На повороте дороги, где в глубокой выбоине скопилось особенно много грязи, Ипатов оступился. Глухо застонав, почти падая, он опустился на землю.
— Алексей Петрович! — вскричал Лаврищев, бросаясь к нему. — Я так и знал! Не надо было идти по такой дороге!..
Он подхватил Ипатова под мышки, подтянул повыше, к сосне. Ипатов осторожно выпрямил больную ногу и спиною привалился к стволу дерева, покрытому сизыми лишаями мха; закрыл глаза. Лицо у него посерело и вытянулось, усы опустились к уголкам рта, на скулах спокойно, будто перемалывая что, ходили желваки. Минуты через две он пошевелился, снял с головы фуражку, осторожно, как слепой, положил ее возле себя. Его черные, прореженные спереди волосы крупными кольцами прилипли ко лбу, на висках можно было разглядеть седину.
— Ну-ну, старина, — растерянно, не зная, что делать, сказал Лаврищев. — Потерпи немного…
— Ничего… Коля, — открыв глаза, сказал Ипатов. — Сейчас пройдет. Мы, крестьяне, народ живучий, двужильный. Не беспокойся, пошли и дойдем. Теперь недалеко. — Ему почему-то было стыдно за это «Коля», нечаянно и впервые сказанное за все время работы с Лаврищевым. — Ничего, она у меня всегда так — нога-то. Ничего…

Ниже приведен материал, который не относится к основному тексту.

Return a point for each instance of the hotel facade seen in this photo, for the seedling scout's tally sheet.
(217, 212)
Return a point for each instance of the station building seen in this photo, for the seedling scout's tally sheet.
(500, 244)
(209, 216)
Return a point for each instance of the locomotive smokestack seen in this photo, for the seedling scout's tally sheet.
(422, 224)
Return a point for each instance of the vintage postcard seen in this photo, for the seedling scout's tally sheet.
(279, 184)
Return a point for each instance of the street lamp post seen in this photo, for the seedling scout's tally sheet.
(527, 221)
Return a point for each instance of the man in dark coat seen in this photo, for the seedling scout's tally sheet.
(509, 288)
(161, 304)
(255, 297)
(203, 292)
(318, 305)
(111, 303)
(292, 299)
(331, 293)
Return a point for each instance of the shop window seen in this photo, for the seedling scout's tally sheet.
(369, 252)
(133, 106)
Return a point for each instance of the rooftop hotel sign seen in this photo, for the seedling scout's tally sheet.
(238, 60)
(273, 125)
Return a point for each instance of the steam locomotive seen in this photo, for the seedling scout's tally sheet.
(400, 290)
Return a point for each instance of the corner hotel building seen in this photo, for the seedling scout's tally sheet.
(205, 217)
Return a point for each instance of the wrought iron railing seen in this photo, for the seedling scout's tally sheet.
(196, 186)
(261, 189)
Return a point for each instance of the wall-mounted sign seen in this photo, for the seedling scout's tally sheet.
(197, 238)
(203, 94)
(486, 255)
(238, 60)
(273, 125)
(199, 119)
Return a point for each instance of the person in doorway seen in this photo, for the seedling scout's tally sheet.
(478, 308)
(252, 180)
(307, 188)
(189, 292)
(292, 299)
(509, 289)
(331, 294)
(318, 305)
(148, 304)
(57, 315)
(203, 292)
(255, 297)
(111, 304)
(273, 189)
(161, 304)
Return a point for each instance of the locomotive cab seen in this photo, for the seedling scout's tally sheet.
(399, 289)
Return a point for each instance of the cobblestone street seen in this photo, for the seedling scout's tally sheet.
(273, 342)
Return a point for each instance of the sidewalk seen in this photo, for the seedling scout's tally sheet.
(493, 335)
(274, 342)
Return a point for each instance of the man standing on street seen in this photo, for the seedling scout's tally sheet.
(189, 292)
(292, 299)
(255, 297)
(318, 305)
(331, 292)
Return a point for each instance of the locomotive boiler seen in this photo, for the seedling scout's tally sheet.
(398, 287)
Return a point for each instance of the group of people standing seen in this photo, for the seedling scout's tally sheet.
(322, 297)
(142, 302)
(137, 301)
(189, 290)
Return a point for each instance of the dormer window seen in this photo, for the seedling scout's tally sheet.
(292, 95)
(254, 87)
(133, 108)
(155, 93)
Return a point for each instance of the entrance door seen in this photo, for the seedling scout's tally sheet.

Он отдохнул еще минут пять, взял фуражку, тщательно, очень тщательно смахнул с нее приставшие иглы — и вдруг вскинул глаза, повел вокруг желтоватыми белками; его крупные, резко очерченные губы вытянулись в широкую улыбку. В зарослях орешника напротив опустилась стая снегирей. Склонив голову на плечо и подобрав нижнюю губу, Ипатов неожиданно издал четкий снегириный посвист, затем зашипел призывно, громко: «жи, жи! жю, жю!» В орешнике прислушались, вспорхнули с ветки на ветку, затаились. Вот один снегирь отделился от стаи, нырнув, камнем опустился на ветку, нависшую над головой Ипатова, засвистел, зашипел торжествующе: «жи, жи! жи, жи!..» Крупные капли, сверкнув огнем, посыпались с ветки на обнаженную голову Ипатова; с деланным испугом он прикрыл голову рукой, засмеялся.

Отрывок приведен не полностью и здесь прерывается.